There's a lot of words in here...and they're wordy words. So I'll stick to the one part that I did understand.
As far as I know, this
happens all the time, new Healthcare bill or not:
"It will cost us quite a bit financially to keep the level of coverage we had last year for our small number of employees. If we want to keep the cost at the prior level, we have to take plans that drastically reduce the benefit levels"
I'm curious about this part though: 'our business runs the risk of being "redetermined" as a new applicant and potentially being denied'.
Is that something specific to your company? Is it only if you change your coverage? Oh and...did your state have (and if so, did it pass) a referendum to make the employer cover all the insurance costs?
When you've employed local people who have become friends due to length of time in the business and excellent skills, loyalty to your employees is extremely important. Reducing the HC plan helps neither the staff or the business. The staff now has to go out of pocket to try and pick up supplemental coverage to restore that which was lost. The business owner must consider a viable raise to help the employee with the additional cost. It is nothing but a circle.
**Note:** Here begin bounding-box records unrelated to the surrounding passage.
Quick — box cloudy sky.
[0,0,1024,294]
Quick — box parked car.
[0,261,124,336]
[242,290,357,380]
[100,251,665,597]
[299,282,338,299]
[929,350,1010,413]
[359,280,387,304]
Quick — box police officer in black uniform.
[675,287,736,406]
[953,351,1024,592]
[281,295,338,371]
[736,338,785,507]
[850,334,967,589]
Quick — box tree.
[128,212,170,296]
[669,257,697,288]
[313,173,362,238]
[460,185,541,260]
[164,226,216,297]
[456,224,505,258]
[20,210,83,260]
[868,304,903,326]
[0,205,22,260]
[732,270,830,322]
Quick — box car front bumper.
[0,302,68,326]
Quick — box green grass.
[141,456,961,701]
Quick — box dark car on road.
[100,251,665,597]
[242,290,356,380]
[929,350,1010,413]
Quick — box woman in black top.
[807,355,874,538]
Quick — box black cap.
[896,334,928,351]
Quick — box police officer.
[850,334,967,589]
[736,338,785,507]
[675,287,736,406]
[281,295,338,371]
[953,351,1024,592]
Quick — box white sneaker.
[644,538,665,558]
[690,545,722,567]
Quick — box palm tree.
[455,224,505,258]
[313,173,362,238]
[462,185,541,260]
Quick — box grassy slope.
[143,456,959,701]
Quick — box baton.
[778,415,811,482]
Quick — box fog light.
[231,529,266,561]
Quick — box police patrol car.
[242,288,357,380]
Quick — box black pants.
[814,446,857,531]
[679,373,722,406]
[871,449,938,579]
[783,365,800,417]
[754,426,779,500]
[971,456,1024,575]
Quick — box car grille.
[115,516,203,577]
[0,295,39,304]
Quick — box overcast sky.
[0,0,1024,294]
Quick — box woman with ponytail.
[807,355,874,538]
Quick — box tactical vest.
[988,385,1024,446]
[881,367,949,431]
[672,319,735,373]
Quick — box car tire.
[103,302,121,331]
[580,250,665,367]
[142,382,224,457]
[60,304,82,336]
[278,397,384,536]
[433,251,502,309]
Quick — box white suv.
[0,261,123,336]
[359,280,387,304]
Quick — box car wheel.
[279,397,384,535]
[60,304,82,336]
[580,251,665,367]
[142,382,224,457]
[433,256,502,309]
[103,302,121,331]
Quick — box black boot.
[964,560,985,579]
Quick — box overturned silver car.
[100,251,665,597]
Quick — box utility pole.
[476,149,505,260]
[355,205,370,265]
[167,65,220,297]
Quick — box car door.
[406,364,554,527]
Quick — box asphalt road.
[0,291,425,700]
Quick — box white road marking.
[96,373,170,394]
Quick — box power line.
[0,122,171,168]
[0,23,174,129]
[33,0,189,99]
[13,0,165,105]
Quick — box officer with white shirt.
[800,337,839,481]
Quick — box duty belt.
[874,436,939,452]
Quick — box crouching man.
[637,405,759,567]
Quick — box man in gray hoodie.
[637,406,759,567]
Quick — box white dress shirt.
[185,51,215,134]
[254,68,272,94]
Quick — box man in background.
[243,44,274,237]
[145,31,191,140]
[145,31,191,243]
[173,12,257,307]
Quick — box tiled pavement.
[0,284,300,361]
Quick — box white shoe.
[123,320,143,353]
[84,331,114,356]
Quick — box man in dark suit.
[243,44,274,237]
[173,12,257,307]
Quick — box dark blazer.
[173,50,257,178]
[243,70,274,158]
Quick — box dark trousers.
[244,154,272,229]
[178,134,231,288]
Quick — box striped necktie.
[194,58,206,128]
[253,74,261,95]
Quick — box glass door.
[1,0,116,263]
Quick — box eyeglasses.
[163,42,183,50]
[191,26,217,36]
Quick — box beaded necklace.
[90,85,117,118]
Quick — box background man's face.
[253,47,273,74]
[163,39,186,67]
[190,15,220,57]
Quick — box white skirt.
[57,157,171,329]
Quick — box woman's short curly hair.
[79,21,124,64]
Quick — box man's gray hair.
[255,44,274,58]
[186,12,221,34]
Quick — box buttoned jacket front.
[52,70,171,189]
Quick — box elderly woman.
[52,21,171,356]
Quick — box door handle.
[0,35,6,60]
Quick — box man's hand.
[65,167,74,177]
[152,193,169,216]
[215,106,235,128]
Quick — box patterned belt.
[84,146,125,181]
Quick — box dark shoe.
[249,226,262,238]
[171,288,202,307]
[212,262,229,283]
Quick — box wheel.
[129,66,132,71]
In taking a lesser plan, we are required to cancel our existing coverage. If one of the staff has a pre-existing condition (my wife and I included), we run the risk of the health insurance group denying us or telling us we must now pay another additional to cover the pre-existing condition. Another circle, both translating to higher cost or lost benefits. Any insurance company can deny a formerly covered client who cancels an existing policy and attempts to repurchase.
Its a fact of life, and getting proper coverage with a good provider is no longer that easily done. Redetermination comes with canceling one existing policy to opt for another. Many health insurers can drop a client without allowing a renew when a policy is ended in favor of another type of lesser cost/coverage.
It matters little what Pennsylvania requires or allows regarding the coverage. The employee looks at what he/she has now versus what may come. If I require the employee to pick up partial payment, its still part of the circle. The employee has been penalized in a fashion by the new healthcare law, just as the small business owner has.
There's one company on there that has 2 enrollees. 2! It doesn't get much smaller than that....
The company with 2 employees is not a company, it is a branch of a much larger national union that received a waiver and it was extended to the smaller union offshoot, as well. The question begs why are unions and health insurance providers being given waivers in the first place?